What are the hugely decorated and qualified coaches doing?  What are the Managers doing?  Are they not seeing this when they’re reviewing the DVD of why so and so scored from outside the area?  “Stop it there” as Dunphy would say…………”Koscielny/Rio/Sheasy/whoever, look at you, turning your precious back on it, if you’d have stood firm and big, you could’ve blocked that and they wouldn’t have scored”.  I just find this hard to accept that for 50 grand a week or whatever it is they’re on, too many players abdicate their defensive responsibility by turning their back on a shot and that almost as badly, coaches/managers are continuing to allow them get away with it.


In Nasri’s case, his shameful self-preservation was both embarrassing and unforgiveable.  Never was the term “taking one for the team” more apt.  He didn’t, he wouldn’t and the result was three points for United instead of one apiece.  To do it in a derby match made it all the more unpalatable.  Can you imagine a player in an Old Firm Derby doing similar?  He would be ran out of Glasgow by his own fans (after getting battered by his team mates and Manager).

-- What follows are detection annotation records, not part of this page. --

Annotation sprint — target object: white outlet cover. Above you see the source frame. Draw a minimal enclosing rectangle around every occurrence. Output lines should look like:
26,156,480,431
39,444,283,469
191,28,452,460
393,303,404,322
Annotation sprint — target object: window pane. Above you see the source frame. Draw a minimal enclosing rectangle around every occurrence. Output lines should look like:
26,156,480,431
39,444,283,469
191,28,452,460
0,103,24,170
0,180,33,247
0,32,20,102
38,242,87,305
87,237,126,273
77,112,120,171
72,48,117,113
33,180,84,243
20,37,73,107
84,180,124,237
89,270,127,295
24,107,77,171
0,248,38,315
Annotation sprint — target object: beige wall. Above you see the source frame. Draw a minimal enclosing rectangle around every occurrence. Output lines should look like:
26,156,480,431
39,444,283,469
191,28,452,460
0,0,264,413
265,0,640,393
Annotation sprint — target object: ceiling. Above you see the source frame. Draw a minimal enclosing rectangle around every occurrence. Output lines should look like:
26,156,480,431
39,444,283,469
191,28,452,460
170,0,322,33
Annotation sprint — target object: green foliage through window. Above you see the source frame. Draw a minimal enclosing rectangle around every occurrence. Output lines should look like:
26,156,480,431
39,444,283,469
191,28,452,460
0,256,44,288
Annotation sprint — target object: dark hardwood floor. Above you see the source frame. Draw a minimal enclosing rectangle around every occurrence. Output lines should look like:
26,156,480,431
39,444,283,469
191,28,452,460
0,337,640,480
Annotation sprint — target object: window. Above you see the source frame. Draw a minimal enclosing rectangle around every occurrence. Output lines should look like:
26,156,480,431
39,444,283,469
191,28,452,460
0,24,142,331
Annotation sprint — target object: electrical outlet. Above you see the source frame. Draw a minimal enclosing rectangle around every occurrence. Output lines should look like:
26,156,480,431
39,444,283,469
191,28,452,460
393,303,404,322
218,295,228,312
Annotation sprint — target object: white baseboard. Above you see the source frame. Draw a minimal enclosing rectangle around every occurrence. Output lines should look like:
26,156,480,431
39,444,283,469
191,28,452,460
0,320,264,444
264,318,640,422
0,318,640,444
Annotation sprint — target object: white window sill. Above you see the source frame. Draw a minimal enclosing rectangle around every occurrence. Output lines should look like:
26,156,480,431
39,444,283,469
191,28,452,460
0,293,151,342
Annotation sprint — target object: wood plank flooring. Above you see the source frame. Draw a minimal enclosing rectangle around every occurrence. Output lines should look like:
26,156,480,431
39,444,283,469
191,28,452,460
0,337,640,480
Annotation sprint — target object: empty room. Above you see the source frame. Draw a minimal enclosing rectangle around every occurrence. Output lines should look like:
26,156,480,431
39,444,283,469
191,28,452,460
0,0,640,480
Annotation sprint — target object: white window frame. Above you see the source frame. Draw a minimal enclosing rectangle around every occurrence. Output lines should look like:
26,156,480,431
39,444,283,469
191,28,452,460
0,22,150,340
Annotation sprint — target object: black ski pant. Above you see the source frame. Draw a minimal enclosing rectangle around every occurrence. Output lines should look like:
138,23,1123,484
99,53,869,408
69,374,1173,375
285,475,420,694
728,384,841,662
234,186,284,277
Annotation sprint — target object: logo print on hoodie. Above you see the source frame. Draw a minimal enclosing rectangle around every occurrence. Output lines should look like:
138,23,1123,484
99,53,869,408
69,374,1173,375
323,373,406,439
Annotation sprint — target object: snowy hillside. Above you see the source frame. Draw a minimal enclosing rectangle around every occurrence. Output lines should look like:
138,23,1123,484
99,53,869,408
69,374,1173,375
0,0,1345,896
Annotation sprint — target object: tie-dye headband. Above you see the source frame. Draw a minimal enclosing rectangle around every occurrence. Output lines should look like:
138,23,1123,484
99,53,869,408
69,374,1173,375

If you think I’m slightly going off on here, think again.  Watch closely as many goals as you can from the edge or outside the penalty area and watch how many defenders turn their backs on the shot, it’s at epidemic proportions at this stage.  I’ve also noticed that some defenders try to hide it by making it look as if they’re watching the path of the shot and turning to view their keeper saving it (or not saving it in too many cases).  Well you’re not hiding it from me lads, you’re turning your bloody back on the shot, you big girl’s blouse.


Man up for Heaven’s sake, take one for the team and earn your money.  As for Nasri, don’t get into a defensive wall again.  Ever.